Straight line F: [Ni] = 1.0, [M] = 0.01 and a straight line connecting [Ni] = 6.5, [M] = 3.50 A straight line G: [Ni] = 6.5

In this case, in the graph, the [Ni] and [M] may be present in a region surrounded by the straight line D, the straight line E, and the straight line G, and the straight line H and the straight line I described below.
Straight line H: A straight line connecting a point of [Ni] = 0.1, [M] = 0.50 and a point of [Ni] = 6.5, [M] = 3.50 Straight line I: [Ni] = 6.5, a straight line connecting the point [M] = 7.00 and the point [Ni] = 3.0, [M] = 10.00

  The soft magnetic alloy may further contain 1% ≦ Cr ≦ 14% by mass.

  The soft magnetic alloy may further contain 1% ≦ Mo ≦ 6% by mass.

  The soft magnetic alloy contains Cr and Mo, and is preferably 1% ≦ Cr + 3.3Mo ≦ 14% in mass%.

  Further, the soft magnetic alloy further has a mass% of 0.03% ≦ Pb ≦ 0.30%, 0.002% ≦ Bi ≦ 0.020%, 0.002% ≦ Ca ≦ 0.20%, One or two or more selected from 0.01% ≦ Te ≦ 0.20% and 0.03% ≦ Se ≦ 0.30% may be contained.

  The soft magnetic alloy preferably has a Vickers hardness Hv of 250 or more.

  The soft magnetic alloy according to the present invention has a high saturation magnetic flux density of 1.7 T or more by having the component composition in the region surrounded by the straight lines A to E. At the same time, a low coercive force of 1000 A / m or less can be obtained. Therefore, it becomes an excellent soft magnetic alloy having both high saturation magnetic flux density and low coercive force. Further, since it is not a component composition containing a large amount of expensive additive elements such as Co, it can be manufactured at low cost.

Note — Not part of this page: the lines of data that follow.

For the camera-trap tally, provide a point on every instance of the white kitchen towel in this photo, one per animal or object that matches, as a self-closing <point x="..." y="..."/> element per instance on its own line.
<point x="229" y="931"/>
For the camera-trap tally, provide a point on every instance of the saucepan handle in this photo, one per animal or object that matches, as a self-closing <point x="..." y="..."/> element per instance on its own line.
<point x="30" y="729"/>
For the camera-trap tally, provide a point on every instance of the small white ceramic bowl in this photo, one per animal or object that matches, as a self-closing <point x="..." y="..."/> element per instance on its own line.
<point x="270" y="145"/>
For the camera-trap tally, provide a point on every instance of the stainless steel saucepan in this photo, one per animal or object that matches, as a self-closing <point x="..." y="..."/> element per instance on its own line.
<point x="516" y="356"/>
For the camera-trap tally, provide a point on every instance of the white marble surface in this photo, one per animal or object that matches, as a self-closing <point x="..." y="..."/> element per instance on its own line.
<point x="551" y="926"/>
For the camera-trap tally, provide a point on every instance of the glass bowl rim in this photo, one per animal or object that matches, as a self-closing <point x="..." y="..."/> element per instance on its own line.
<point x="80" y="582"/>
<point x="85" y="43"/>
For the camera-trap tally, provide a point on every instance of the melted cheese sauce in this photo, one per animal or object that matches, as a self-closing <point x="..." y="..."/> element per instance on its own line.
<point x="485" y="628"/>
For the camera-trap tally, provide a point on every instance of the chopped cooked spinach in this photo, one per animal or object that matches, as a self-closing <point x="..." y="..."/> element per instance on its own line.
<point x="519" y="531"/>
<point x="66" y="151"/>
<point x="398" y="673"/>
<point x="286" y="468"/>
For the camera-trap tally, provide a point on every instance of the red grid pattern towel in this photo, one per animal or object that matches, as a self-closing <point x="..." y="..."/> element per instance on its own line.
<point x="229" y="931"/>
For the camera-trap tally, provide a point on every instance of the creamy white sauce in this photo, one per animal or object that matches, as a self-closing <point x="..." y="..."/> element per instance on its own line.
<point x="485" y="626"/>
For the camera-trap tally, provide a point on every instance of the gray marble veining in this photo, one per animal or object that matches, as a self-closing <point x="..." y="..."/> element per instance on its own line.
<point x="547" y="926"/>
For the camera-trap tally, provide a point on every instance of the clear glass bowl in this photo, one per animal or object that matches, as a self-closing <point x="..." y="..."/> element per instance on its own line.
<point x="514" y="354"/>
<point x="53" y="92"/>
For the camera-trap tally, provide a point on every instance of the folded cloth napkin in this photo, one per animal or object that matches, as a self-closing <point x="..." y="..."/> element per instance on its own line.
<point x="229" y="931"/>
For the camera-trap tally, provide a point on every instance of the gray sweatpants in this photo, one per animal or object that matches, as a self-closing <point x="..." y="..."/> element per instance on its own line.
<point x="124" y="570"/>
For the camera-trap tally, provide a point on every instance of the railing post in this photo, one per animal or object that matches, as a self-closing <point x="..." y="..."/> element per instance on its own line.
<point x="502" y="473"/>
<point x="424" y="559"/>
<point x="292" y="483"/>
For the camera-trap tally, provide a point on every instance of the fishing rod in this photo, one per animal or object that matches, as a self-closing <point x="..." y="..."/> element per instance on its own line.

  Here, when the soft magnetic alloy has a component composition in a region surrounded by the straight lines A, C, D, E, F, and G, it is easy to achieve a further low coercive force.

  Further in this case, when the soft magnetic alloy has a component composition in a region surrounded by the straight lines D, E, G, H, and I, it becomes easier to achieve a low coercive force.

  Further, since the soft magnetic alloy contains the above amounts of Cr and Mo, in addition to low coercive force and high saturation magnetization, a soft magnetic alloy having high electrical resistance and high corrosion resistance can be obtained. .

  Further, when the soft magnetic alloy contains one or more selected from Pb, Bi, Ca, Te, and Se in the above amounts, the machinability of the soft magnetic alloy is advantageously improved. be able to.

  Further, when the soft magnetic alloy has a Vickers hardness Hv of 250 or more, the strength as a material can be compatible with excellent soft magnetic properties.

It is a graph which shows the relationship between content of Ni and content of Al, Si, and V about the soft magnetic alloy concerning embodiment of this invention.

  Below, the soft magnetic alloy concerning embodiment of this invention is demonstrated in detail.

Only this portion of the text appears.